First-order thermal insensitivity of the frequency of a narrow spectral hole in a crystal

TL;DR

This paper demonstrates that by carefully controlling buffer gas pressure, the frequency of a narrow spectral hole in a crystal can be made insensitive to first-order temperature fluctuations, aiding stable laser development.

Contribution

It introduces a method to achieve first-order thermal insensitivity of spectral hole frequency in a crystal through buffer gas pressure tuning.

Findings

Identified a 'magic' pressure and temperature where frequency is temperature-insensitive.

Measured frequency shifts across various temperatures and buffer gas pressures.

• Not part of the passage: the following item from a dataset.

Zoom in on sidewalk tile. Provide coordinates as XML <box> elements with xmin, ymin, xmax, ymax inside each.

Showed potential for improved ultrastable laser stabilization.

Abstract

The possibility of generating an narrow spectral hole in a rare-earth doped crystal opens the gateway to a variety of applications, one of which is the realization of an ultrastable laser. As this is achieved by locking in a pre-stabilized laser to the narrow hole, a prerequisite is the elimination of frequency fluctuations of the spectral hole. One potential source of such fluctuations can arise from temperature instabilities. However, when the crystal is surrounded by a buffer gas subject to the same temperature as the crystal, the effect of temperature-induced pressure changes may be used to counterbalance the direct effect of temperature fluctuations. For a particular pressure, it is indeed possible to identify a temperature for which the spectral hole resonant frequency is independent of the first-order thermal fluctuations. Here, we measure frequency shifts as a function of temperature for different values of the pressure of the surrounding buffer gas, and identify the ``magic'' environment within which the spectral hole is largely insensitive to temperature.